Voice content is a highly interdisciplinary affair, with many teams involved in cross-functional decisions about the still-nascent technology space, the appropriate dialogues and flows in which voice content should be situated, and of course, the ways in which voice content is delivered to the end user through synthesized speech. But given the growing adoption of voice content, especially in the public sector, it’s an important trend to watch.
Related Article: Quality Over Quantity: Publish Less, Audit More
Undergirding my new book is a case study that demonstrates the power of voice content for state and local governments. Ask GeorgiaGov is the first-ever voice interface for residents of the state of Georgia and among the very first content-driven voice interfaces and Alexa skills in existence. Launched in October 2017, it was one of the first authentic examples of how an organization could effectively and efficiently deliver critical content through voice interfaces. It was part of Digital Services Georgia’s ongoing efforts to reach every Georgian by improving their work on accessibility and outreach to elderly Georgians.

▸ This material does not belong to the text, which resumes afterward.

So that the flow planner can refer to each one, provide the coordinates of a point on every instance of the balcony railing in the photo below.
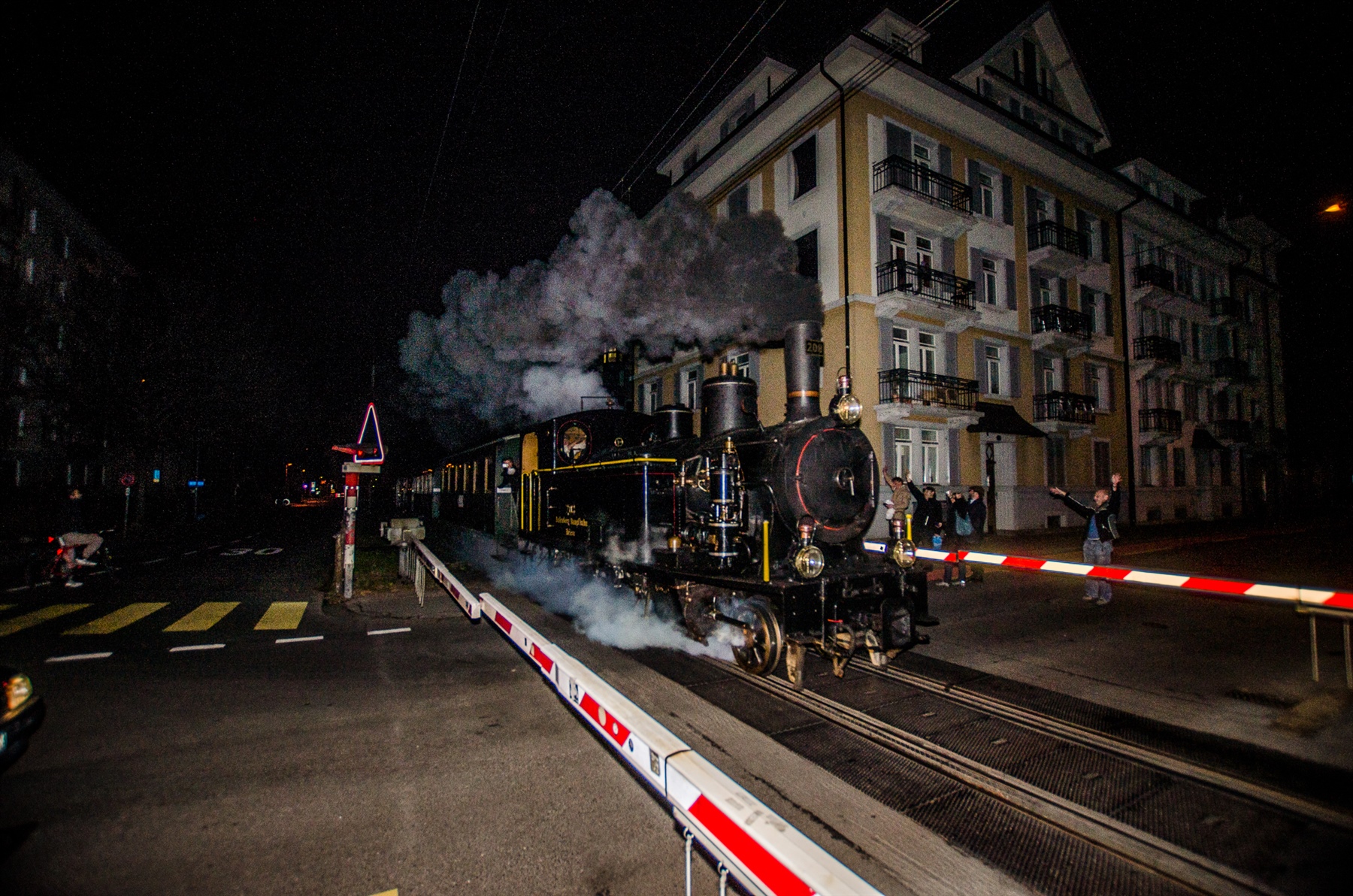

Ask GeorgiaGov began from a single key premise when it came to the state’s overarching content strategy. At a time when local government budgets are being slashed left and right across the United States, Digital Services Georgia was very clear about the need to single-source their content from a unified CMS for both web and voice from the get-go, in order to prevent any maintenance headaches later on. This constraint presented both challenges and opportunities as we worked on the first-ever conversational content audit that identified some of the problematic elements we found in the transformation of previously web-only content into omnichannel and voice-ready content.
What might be appropriate for a website isn’t appropriate for a voice interface. Links don’t display in a blue color and with an underline in a voice interface and are in fact indistinguishable from surrounding recited text. Similarly, how do users manage to navigate an interface completely untethered to a visual context when the mere act of navigation becomes a process of negotiation? How do users respond to listening through content as opposed to leafing through it? And how can we make calls to action more feasible or less disruptive in a voice interface?
Ask GeorgiaGov was a perfect example of how a previously web-only content strategy can be optimized for the omnichannel. Eight months after launch, we conducted a retrospective at a time when voice interfaces still performed quite poorly and found that 79.2% of all interactions led to a successful delivery of content. The proof is in the pudding as today, residents of Georgia can also benefit from an online chatbot that answers state government queries.
Many organizations still aren’t ready to migrate off the web and into the experiences that more digital natives and homebound customers call home: the voice interfaces and immersive realities that go beyond the boxy browsers in which almost all content remains today. After all, many of us are still early in our digital transformation journeys and taking our content online first. But as pageless experiences continue to take hold, we’ll need to be prepared for life off the web — and that begins with voice content.